A Glutathione S-transferase Elutes with Glyoxalase-I (Gly-I) During Purification of Gly-I from Maize (Zea mays L.) Seedlings
Md. Motiar Rohman1, Afsana Hoque Akhi1, Nusrat Jahan Methela2, Mohammad Golam Hossain1, M. Shalim Uddin1, Mohammad Amiruzzaman1, Bhagya Rani Banik3
1Molecular Breeding Lab, Plant Breeding Division, Bangladesh Agricultural Research Institute, Gazipur, Bangladesh
2Department of Genetics and Plant Breeding, Patuakhali Science and Technology University, Patuakhali, Bangladesh
3Training and Communication Wing, Bangladesh Agricultural Research Institute, Gazipur, Bangladesh
To cite this article:
Md. Motiar Rohman, Afsana Hoque Akhi, Nusrat Jahan Methela, Mohammad Golam Hossain, M. Shalim Uddin, Mohammad Amiruzzaman, Bhagya Rani Banik. A Glutathione S-transferase Elutes with Glyoxalase-I (Gly-I) During Purification of Gly-I from Maize (Zea mays L.) Seedlings. Journal of Plant Sciences. Vol. 4, No. 1, 2016, pp. 8-12. doi: 10.11648/j.jps.20160401.12
Abstract: In this study an attempt was taken to purify Glyoxalase-I (Gly-I: E.C., 220.127.116.11), from maize seedlings. Both green and non-green parts of 7 day old maize seedlings were used as plant materials. Crude proteins were precipitated by 65% (NH4)2SO4, and dialyzed overnight. The dialyzate was applied on DEAE-cellulose chromatography and eluted with linear gradient of KCl from 0 to 0.2 M. In both cases, Gly-I eluted at approximately 85 mM of KCL. The active Gly-I fractions were pooled and applied on a hydroxylapatite chromatography and eluted with 0-40 mM potassium-phosphate buffer, but the eluted fractions showed very poor activity. Therefore, the active pooled fraction of DEAE-chromatography was then applied directly on affinity chromatography (S-hexyl glutathione-agarose) for final purification and eluted with 1.2 mM of S-hexyl glutathione. The purified protein from green and non-green part had specific activity of 33.23 and 39.25 μmol min-1 mg-1 protein, respectively, along with recovery of 1.47 and 162, respectively, and yield of 83.11 and 68.15, respectively. In SDS-PAGE, the active purified affinity fraction was found to move with another protein. The spectrophotometric analysis of high active Gly-I fractions from DEAE-cellulose and affinity chromatography showed GST [another detoxifying enzyme (E.C., 18.104.22.168)] activity. This result suggested that one of the adjacent protein bands in SDS-PAGE was due to presence of a GST in Gly-I fraction.
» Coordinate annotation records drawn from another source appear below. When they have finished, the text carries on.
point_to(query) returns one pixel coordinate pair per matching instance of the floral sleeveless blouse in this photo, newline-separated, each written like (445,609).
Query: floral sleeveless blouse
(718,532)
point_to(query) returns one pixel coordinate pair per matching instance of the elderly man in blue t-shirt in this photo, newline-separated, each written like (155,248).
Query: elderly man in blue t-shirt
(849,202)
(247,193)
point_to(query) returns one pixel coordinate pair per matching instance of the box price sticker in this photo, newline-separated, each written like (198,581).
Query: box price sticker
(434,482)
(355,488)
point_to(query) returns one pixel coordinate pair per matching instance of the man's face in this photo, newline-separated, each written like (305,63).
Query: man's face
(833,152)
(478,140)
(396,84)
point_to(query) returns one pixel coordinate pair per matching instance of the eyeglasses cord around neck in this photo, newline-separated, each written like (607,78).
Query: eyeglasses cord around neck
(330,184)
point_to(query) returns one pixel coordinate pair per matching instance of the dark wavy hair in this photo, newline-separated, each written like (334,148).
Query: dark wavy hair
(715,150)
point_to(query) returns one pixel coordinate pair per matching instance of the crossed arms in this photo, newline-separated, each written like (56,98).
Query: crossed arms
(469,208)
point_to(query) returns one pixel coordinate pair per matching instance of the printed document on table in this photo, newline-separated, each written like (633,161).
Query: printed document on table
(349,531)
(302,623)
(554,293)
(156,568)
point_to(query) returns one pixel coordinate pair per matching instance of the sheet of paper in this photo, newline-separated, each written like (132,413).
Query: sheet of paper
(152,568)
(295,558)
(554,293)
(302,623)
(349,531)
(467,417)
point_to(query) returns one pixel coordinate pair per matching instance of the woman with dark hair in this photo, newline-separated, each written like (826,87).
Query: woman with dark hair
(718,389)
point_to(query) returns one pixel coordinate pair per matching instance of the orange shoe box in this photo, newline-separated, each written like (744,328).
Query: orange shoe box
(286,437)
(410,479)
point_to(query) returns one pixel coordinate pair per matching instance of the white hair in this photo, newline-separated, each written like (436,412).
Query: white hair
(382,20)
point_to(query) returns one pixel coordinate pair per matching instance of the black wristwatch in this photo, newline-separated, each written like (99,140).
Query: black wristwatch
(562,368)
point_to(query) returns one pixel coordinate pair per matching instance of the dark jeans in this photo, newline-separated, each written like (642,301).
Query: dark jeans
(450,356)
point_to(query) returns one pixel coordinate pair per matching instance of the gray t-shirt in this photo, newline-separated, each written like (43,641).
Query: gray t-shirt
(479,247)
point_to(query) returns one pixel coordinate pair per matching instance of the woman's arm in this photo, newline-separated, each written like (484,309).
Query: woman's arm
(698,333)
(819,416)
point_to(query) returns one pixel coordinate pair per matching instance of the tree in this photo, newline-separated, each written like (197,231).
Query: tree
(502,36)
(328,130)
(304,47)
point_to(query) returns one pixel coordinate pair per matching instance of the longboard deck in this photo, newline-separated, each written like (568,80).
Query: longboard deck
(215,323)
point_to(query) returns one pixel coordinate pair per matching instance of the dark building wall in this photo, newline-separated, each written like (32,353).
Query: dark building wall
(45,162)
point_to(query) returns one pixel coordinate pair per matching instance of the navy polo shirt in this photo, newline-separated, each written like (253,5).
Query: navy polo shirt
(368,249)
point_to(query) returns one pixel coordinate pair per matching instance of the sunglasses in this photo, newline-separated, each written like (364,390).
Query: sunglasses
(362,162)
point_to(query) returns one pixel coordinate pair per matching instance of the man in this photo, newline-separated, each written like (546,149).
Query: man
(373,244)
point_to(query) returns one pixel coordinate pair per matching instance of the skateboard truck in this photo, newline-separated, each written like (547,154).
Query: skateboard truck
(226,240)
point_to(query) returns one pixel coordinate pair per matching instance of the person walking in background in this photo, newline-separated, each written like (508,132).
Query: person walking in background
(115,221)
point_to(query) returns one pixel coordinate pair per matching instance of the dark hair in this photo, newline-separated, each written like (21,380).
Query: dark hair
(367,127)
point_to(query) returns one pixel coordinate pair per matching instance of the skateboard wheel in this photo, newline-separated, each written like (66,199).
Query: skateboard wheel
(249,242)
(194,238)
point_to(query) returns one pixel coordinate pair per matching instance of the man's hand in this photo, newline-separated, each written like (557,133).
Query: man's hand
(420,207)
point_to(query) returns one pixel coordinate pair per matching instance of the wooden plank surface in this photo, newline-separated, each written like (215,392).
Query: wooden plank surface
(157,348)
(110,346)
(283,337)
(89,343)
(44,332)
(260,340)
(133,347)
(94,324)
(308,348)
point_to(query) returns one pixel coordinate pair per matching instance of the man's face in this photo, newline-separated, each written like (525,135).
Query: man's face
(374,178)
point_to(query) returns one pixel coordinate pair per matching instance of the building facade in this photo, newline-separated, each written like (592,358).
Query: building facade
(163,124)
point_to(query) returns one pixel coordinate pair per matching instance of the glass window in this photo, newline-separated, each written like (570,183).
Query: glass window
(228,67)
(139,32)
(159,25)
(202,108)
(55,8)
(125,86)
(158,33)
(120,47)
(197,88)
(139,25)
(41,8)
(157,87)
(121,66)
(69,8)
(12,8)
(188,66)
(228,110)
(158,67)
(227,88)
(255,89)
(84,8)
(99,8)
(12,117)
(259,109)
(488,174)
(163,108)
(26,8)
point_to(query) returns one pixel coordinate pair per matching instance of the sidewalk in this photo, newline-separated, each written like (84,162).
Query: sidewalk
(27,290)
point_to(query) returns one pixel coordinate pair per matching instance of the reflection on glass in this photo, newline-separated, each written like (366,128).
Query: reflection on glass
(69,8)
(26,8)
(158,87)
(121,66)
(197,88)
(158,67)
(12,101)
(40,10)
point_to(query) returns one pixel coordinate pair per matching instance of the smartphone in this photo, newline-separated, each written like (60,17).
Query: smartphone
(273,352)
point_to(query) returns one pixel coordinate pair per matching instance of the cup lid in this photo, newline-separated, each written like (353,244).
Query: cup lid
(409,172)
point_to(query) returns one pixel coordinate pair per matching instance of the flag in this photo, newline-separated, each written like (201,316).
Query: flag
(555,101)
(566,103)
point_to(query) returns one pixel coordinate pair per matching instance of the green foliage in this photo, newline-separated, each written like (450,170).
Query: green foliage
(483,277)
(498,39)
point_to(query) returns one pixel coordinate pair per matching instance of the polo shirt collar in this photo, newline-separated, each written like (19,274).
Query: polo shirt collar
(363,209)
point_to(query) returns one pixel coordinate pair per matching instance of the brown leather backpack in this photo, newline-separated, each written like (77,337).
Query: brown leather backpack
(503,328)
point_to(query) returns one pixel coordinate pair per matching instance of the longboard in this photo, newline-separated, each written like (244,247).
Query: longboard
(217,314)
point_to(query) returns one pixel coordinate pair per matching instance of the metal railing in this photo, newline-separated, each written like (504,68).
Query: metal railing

Keywords: Glyoxalase-I Purification, Glutathione S-transferase, Simultaneous Elution, Maize
Growth of plants are continuously hampered by abiotic stresses such as salinity, drought, heavy metal toxicity and extreme temperatures that reduce crop yield by more than 50% worldwide . The scenario is likely to be more aggravated by the predicted forthcoming global changes in climate. Understanding the importance of developing stress-resistant crops with sustainable growth and productivity under stress condition, stress tolerance mechanism can help in developing stress-resistant crops. However, abiotic stress tolerance is multigenic origin of adaptive response and still not fully understood [2,3]. Under abiotic stresses, over production of reactive oxygen species (ROS) and methylglyoxal (MG) is a common phenomenon in plants [4-12]. ROS can damage cells as well as initiate responses such as new gene expression to protect from oxidative damage. On the other hand, MG produced under abiotic stress condition is highly toxic to plant cell. It can damage and modify proteins, lipids, carbohydrates and DNA which ultimately results in cell death. Therefore, MG must be detoxified in plant cell to survive. MG metabolism in eukaryotes by the glyoxalase system comprises of two enzymes, glyoxalase-I (Gly-I) and glyoxalase-II (Gly-II) (Fig. 1). Gly-I catalyzes the formation of S-lactoylglutathione (SLG) from MG in presence of reduced glutathione (GSH), while Gly-II catalyzes the hydrolysis of SLG to regenerate GSH and liberate D-lactate .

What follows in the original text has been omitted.